Businessman reviewing text messages from an AI bot

Figure 1: Image generated using the prompt “realistic image of businessman chatting with artificial intelligence” by DALL-E 3.0, Microsoft Designer, 2024 (https://designer.microsoft.com).

tl;dr: Incorporating the next generation of Artificial Intelligence into our B2B Sales exercise offers a useful lens into how they work and what tradeoffs to consider.   

A few years ago we published a sales training exercise that highlighted how better questions can help uncover hidden needs, and potentially drive better outcomes. In lieu of having a live customer on call 24/7, we trained IBM Watson Assistant (“Watson”), which uses an intent-detection model, to categorize student submissions, recognize each question by type, and then use these cues to deliver the best possible response. In spite of being one of the first commercial AI platforms, Watson was pretty good at standing-in for a real customer, and for the last 5 years it’s been one of our most popular simulations. 

If it ain’t broke, why fix it?

However, it made a few trade-offs in search of speed and streamlined training. Watson offered a tool to manually set a series of rules and conditions, one that we used to craft a decision tree of sorts that determined the response sent to students. This meant that responses were limited to what we programmed, and we knew this approach would struggle to respond to unorthodox or unexpected messages – the kind that hundreds of curious, creative, and occasionally mischievous students can come up with. In an effort to better manage the wide range of possible student inputs, we began to audition the latest Large Language Models (LLMs) for the role of Customer, and they proved more than capable. 

Chat messages between demo user and LLM role playing as corporate buyer.

Figure 2: “Paints Automotive demo discussion” SimCase Co., 2024. Author’s screenshot.

Sounds great! What’s the catch?

This success meant that we had to come to terms with the one central tradeoff between Watson and an LLM like ChatGPT/Claude/Gemini. In a trade-off familiar to many managers, we would need to swap control for creativity. By design, obtaining greater conversational range was only possible if we relinquished control of the response. Students would no longer see a response picked from a pool of options, but instead they would see a response built by selecting the next best word. Yet since we no longer dictated responses, the model would be better equipped to respond to whatever students submit. 

Understanding Risk and Mitigating It

This tradeoff offered the greatest reward in terms of perceived realism and  comprehension, but it also represented a new set of risks.

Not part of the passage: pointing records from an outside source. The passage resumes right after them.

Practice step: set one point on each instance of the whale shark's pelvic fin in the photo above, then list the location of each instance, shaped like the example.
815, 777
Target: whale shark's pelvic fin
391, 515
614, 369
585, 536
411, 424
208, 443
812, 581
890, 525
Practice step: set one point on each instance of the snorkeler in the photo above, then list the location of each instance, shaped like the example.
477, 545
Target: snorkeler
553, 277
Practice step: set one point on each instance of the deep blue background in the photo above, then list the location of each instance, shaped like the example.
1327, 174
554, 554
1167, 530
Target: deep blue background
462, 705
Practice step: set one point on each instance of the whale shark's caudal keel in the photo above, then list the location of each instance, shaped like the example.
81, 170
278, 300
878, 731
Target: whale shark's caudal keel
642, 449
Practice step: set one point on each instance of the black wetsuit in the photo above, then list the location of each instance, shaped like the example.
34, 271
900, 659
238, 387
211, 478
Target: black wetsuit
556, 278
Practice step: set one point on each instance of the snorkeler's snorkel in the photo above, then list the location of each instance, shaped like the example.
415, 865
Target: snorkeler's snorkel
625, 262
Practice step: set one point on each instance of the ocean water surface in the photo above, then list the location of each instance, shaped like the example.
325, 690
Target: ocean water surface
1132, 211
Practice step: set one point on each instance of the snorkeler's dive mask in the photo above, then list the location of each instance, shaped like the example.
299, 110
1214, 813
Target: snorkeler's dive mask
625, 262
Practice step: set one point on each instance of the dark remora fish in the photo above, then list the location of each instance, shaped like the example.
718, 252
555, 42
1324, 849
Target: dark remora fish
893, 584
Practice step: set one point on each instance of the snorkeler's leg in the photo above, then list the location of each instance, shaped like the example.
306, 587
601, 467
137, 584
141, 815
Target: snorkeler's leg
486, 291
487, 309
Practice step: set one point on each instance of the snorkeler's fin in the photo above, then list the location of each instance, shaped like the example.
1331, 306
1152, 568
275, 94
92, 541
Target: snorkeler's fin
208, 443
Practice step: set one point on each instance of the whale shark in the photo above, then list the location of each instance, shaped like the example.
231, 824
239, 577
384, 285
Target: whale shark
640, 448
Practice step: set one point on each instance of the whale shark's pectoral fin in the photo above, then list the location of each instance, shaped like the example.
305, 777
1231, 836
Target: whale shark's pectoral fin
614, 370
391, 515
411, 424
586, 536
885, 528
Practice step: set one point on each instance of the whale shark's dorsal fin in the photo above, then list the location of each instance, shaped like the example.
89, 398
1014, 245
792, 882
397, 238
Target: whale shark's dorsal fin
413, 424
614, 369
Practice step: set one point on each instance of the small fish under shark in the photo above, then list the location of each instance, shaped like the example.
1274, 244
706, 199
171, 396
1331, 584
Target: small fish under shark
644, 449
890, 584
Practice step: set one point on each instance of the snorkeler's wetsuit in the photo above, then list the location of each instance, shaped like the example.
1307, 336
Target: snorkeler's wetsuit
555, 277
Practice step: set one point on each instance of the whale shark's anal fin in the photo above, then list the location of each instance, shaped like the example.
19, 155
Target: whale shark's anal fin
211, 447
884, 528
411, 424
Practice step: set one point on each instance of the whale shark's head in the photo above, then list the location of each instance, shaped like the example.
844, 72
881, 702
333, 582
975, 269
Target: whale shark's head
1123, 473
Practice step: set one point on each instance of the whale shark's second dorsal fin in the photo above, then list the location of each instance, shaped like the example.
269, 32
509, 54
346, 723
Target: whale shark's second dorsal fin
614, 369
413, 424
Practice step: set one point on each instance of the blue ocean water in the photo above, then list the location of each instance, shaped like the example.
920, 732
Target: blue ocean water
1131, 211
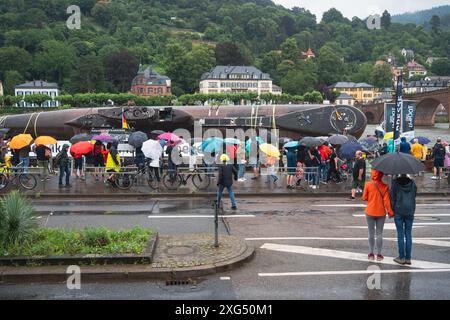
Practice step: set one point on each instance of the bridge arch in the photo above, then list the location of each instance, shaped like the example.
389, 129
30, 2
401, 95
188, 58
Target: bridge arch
370, 116
426, 111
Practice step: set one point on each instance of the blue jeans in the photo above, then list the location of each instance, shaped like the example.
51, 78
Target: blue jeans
230, 192
323, 169
64, 170
241, 171
25, 163
404, 235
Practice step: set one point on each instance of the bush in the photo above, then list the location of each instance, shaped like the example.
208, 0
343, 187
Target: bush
17, 220
56, 242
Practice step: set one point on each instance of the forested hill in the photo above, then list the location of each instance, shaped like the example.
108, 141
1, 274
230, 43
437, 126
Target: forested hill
184, 38
422, 17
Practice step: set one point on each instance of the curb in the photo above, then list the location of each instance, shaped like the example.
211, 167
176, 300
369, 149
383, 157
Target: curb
128, 272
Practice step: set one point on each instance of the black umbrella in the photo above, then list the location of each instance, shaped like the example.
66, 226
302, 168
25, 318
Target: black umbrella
136, 139
338, 139
80, 137
348, 150
398, 163
310, 142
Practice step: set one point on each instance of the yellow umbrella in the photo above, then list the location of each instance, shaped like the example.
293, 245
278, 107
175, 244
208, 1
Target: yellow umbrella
388, 136
270, 150
20, 141
45, 140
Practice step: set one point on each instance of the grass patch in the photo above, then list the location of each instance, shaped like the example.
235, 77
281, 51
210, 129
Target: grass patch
102, 241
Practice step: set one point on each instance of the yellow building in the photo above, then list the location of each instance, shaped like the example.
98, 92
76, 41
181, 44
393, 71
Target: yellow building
363, 93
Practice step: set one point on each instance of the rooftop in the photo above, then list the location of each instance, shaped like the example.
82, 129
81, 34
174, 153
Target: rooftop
345, 96
351, 85
233, 72
37, 84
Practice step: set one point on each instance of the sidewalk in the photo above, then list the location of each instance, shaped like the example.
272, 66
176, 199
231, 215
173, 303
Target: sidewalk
175, 258
251, 188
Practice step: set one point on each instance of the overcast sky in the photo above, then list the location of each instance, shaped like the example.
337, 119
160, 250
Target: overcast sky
362, 8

For us, selecting the next best word seemed similar to relying on the wisdom of crowds – something we had worked with on another project.  Plus, Watson was already successfully using this process to parse inputs, so we decided to move forward. 

Yet selecting the next best word also presented a gameplay risk. We could no longer explicitly guide the player towards the optimal response based on the type of questions they submitted. To address this risk, we focused on prompt engineering. Our Watson experience had taught us the value of trial and error training, and we applied that persistence to guide the responses. In the end, while the actual text varies between runs, we are able to create the same gameplay dynamics that the experience hinges on. 

The last risk was the most difficult to mitigate. A few years ago, SimCase built a game to highlight implicit bias (link). Understandably, we are conscious that by using an LLM we might be introducing any bias present in the reams of text the LLM was trained on. That is why we concentrated our testing on LLMs with stated bias-mitigation policies and processes in place to reduce the potential downstream impact. We are also asking learners to participate in ensuring the experience is free of perceived bias. We have included a reporting feature to this exercise so that we can review responses that reflect bias, if any. While we haven’t identified any bias issues in our testing so far, we do think the risk merits having a process in place to address it. 

Can’t Stop, Won’t Stop Learning

The experience of incorporating LLMs into our B2B Sales exercise has taught us a lot about how they work and what tradeoffs we need to consider. More than most software, this exercise will continue to require regular monitoring and maintenance. However, we hope that this evolution makes for a more enjoyable student experience, and one that serves to better reinforce the core learning objectives.